The original API is built around VNRecognizeTextRequest and VNImageRequestHandler. You create a request with a completion handler, hand it to the handler, and call perform. The result arrives in the closure.

func recognizeText(in image: CGImage) -> String? {
    let request = VNRecognizeTextRequest()
    request.automaticallyDetectsLanguage = true
    request.recognitionLevel = .accurate

    let handler = VNImageRequestHandler(cgImage: image, orientation: .up, options: [:])
    do {
        try handler.perform([request])
        let observations = request.results ?? []
        return observations
            .compactMap { $0 as? VNRecognizedTextObservation }
            .flatMap { $0.topCandidates(1) }
            .map(\.string)
            .joined(separator: "\n")
    } catch {
        return nil
    }
}

One thing worth noting: VNImageRequestHandler.perform(_:) is synchronous. The completion handler on VNRecognizeTextRequest fires during perform, so the results are available on request.results right after the call returns. Bridging this to async/await using withCheckedContinuation is tempting but fragile. If perform throws after the completion has already fired, you end up calling resume twice, which crashes at runtime.

The modern API

iOS 18 and macOS 15 introduced RecognizeTextRequest, a Swift-native struct that conforms to Sendable and integrates directly with async/await. There is no completion handler and no separate handler object.

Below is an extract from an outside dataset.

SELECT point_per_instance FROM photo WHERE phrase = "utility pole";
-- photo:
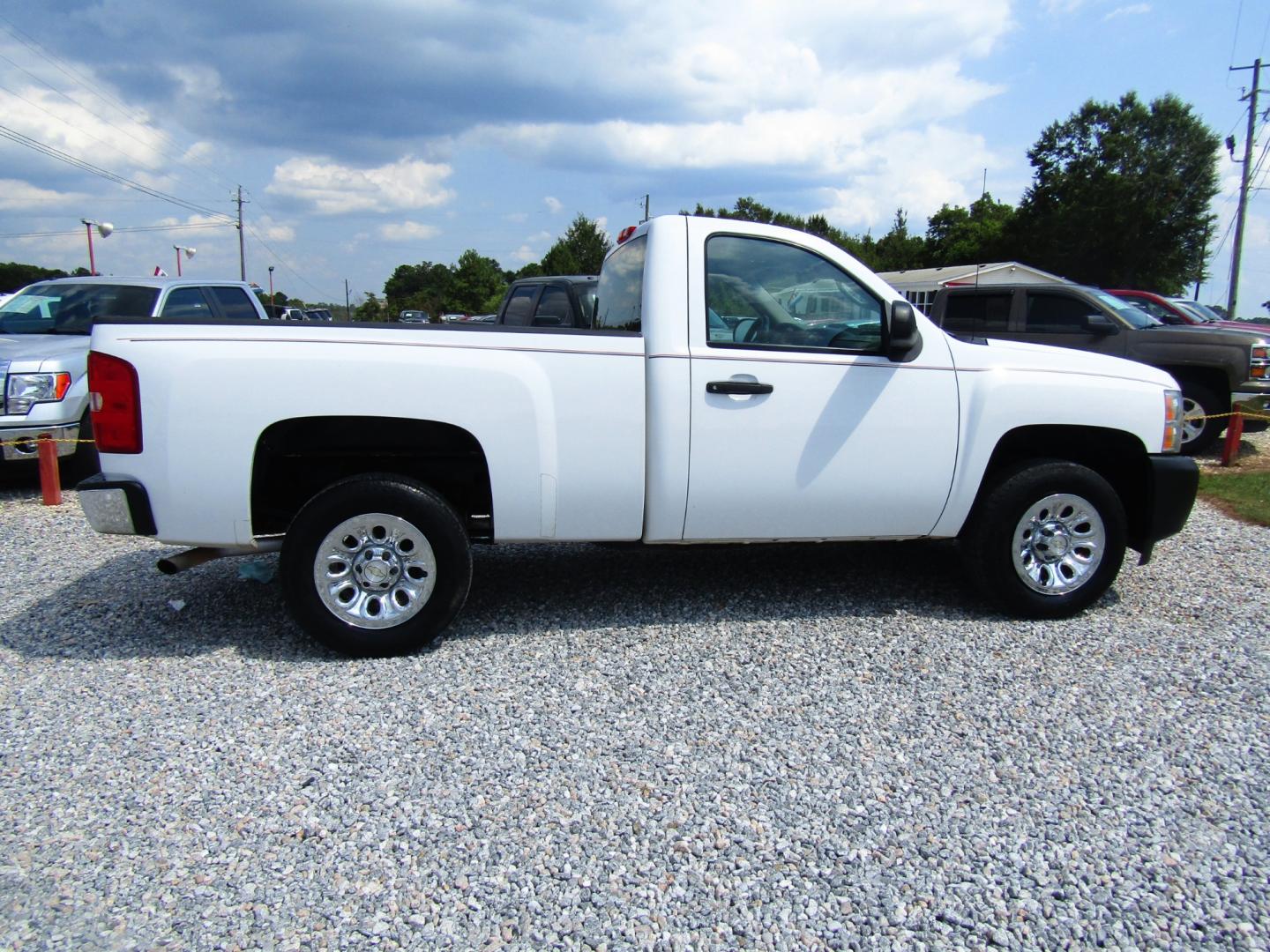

@available(macOS 15, iOS 18, *)
func recognizeText(in image: CGImage) async -> String? {
    var request = RecognizeTextRequest()
    request.recognitionLevel = .accurate
    request.automaticallyDetectsLanguage = true

    do {
        let observations = try await request.perform(on: image)
        let lines = observations.compactMap { $0.topCandidates(1).first?.string }
        return lines.isEmpty ? nil : lines.joined(separator: "\n")
    } catch {
        return nil
    }
}

perform(on:) is truly asynchronous and throws on failure, so error handling fits naturally into the do/catch pattern. The request is a value type, so you configure it before performing rather than passing callbacks around.

Recognition accuracy and language detection

Both the old and new APIs share the same recognition levels. .accurate runs a more thorough analysis and is appropriate when the image has clean text. .fast trades some precision for speed, which can matter when processing many images in sequence.

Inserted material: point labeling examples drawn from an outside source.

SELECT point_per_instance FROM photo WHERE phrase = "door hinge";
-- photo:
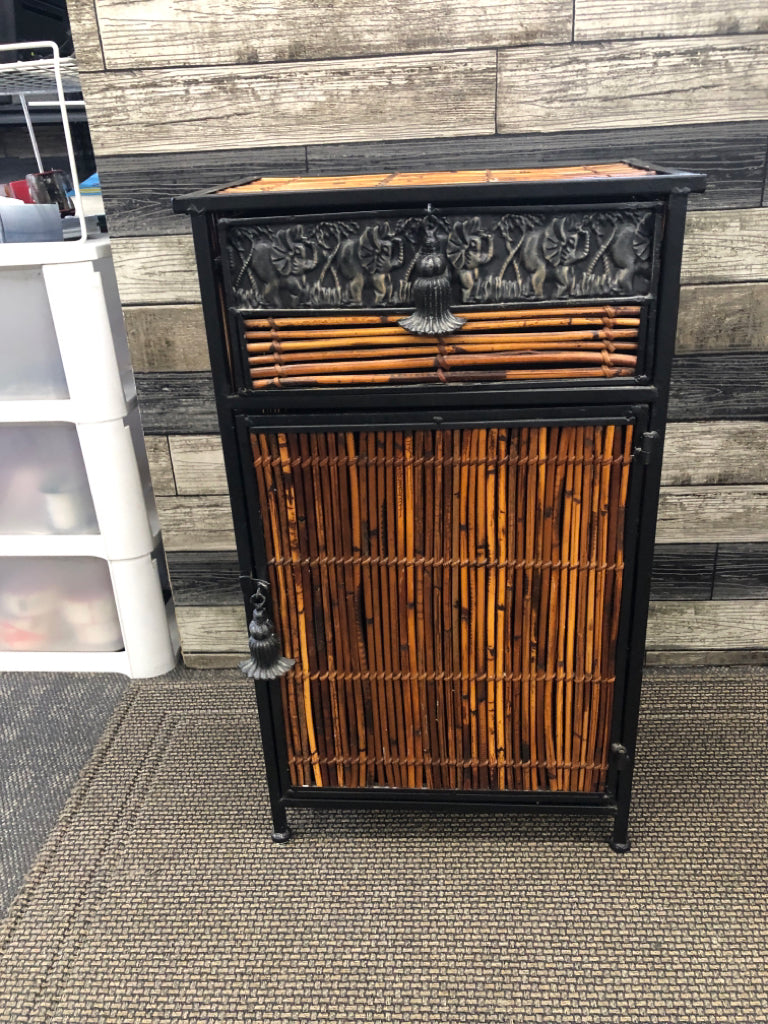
(648, 446)
(620, 756)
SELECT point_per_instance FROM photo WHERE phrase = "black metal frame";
(642, 398)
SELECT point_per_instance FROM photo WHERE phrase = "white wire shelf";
(30, 77)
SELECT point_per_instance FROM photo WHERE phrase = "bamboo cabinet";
(442, 399)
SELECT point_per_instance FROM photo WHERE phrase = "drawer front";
(371, 260)
(452, 599)
(357, 350)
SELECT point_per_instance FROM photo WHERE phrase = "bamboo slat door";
(452, 599)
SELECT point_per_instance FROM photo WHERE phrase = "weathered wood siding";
(186, 95)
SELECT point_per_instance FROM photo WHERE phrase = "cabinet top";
(622, 179)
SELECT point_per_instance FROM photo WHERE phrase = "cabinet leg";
(620, 841)
(281, 828)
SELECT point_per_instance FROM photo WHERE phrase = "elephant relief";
(281, 264)
(551, 250)
(380, 252)
(469, 248)
(625, 250)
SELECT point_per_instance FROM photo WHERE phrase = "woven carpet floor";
(159, 896)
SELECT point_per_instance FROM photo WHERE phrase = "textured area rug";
(49, 724)
(160, 896)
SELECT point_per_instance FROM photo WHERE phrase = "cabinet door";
(452, 594)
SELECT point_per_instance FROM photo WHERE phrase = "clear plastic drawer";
(30, 361)
(43, 483)
(52, 604)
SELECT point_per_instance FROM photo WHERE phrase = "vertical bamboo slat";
(452, 598)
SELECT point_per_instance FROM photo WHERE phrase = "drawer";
(352, 350)
(493, 257)
(527, 295)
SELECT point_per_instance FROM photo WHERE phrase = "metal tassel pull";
(266, 660)
(430, 292)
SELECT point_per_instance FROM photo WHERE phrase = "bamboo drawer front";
(442, 398)
(501, 345)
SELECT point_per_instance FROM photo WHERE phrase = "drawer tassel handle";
(430, 292)
(266, 660)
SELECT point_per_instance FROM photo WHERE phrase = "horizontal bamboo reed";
(410, 178)
(452, 599)
(590, 341)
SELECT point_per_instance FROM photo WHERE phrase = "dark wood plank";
(682, 571)
(639, 19)
(212, 32)
(138, 189)
(171, 109)
(723, 318)
(732, 156)
(740, 571)
(84, 25)
(176, 403)
(682, 81)
(204, 578)
(714, 387)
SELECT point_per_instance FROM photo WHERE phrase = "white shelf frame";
(22, 78)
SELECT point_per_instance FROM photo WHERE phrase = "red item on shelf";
(19, 189)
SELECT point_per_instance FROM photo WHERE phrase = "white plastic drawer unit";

Setting automaticallyDetectsLanguage to true lets Vision choose the appropriate model based on what it finds in the image. If you know the language in advance, you can set recognitionLanguages instead, which can improve accuracy for specific scripts. For the new API, supportedRecognitionLanguages is an async property that returns the languages available on the current device.

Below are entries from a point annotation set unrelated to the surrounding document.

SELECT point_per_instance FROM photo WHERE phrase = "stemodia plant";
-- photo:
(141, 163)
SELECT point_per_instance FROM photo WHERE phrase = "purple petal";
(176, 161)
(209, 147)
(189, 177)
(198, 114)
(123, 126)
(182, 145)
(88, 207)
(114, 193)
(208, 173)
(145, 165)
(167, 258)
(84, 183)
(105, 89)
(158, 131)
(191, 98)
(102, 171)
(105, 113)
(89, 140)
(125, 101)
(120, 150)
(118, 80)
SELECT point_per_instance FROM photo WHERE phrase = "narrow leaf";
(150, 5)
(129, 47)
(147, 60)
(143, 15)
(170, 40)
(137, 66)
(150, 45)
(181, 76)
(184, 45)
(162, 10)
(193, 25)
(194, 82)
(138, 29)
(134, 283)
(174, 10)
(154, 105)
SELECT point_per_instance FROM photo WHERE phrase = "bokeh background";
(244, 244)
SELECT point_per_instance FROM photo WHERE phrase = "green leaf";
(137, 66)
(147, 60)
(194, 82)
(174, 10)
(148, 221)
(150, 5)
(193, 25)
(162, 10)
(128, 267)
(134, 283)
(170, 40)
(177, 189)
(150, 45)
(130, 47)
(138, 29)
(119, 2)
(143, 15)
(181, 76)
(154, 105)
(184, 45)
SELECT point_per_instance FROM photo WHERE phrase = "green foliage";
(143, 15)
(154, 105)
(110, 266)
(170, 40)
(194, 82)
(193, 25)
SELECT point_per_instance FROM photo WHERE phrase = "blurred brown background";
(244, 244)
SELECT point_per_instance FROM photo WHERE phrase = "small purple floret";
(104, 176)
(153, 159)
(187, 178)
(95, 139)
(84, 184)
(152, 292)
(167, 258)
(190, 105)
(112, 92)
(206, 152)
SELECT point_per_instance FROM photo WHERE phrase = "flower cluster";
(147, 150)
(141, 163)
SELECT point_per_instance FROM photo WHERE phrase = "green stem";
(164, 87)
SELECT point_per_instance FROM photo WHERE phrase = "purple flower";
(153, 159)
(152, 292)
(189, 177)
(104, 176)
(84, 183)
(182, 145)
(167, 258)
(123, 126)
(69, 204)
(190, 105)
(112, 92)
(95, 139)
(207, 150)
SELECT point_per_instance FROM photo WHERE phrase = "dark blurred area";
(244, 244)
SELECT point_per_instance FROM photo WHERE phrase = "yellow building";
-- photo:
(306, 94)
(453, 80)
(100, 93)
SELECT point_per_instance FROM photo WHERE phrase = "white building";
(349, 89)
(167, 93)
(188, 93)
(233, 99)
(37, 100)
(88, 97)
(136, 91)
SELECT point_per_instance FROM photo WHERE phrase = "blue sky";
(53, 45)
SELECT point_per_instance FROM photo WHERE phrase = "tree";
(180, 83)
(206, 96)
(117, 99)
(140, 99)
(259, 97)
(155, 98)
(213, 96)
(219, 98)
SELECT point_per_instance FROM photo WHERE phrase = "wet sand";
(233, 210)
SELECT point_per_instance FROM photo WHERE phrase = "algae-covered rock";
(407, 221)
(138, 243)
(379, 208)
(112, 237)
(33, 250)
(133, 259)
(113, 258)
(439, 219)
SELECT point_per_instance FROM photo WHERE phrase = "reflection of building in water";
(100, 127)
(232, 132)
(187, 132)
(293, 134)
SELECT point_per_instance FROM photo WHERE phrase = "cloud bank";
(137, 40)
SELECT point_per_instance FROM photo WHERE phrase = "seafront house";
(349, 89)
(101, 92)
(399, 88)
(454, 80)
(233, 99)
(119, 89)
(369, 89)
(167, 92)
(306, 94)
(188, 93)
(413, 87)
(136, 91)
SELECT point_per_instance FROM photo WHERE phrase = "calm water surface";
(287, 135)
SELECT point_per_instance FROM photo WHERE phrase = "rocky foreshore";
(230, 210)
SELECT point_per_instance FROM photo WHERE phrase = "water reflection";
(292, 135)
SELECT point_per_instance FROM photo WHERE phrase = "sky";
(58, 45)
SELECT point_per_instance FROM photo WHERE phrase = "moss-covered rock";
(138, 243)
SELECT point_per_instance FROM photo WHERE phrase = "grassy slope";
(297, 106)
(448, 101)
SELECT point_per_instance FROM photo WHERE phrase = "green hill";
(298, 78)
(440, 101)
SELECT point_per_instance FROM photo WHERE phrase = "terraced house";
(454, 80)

@available(macOS 15, iOS 18, *)
func availableLanguages() async throws -> [Locale.Language] {
    try await RecognizeTextRequest().supportedRecognitionLanguages
}

Working with multi-line documents

topCandidates(1) returns the single highest-confidence string for each observation. An observation corresponds roughly to one line of text. Joining them with newlines gives a reasonable reconstruction of multi-line content, though the order follows the visual layout Vision detects.

For more structured documents, Apple added RecognizeDocumentsRequest in the same release. It returns paragraphs rather than individual lines, which is useful for reading longer prose or documents with clear sectioning.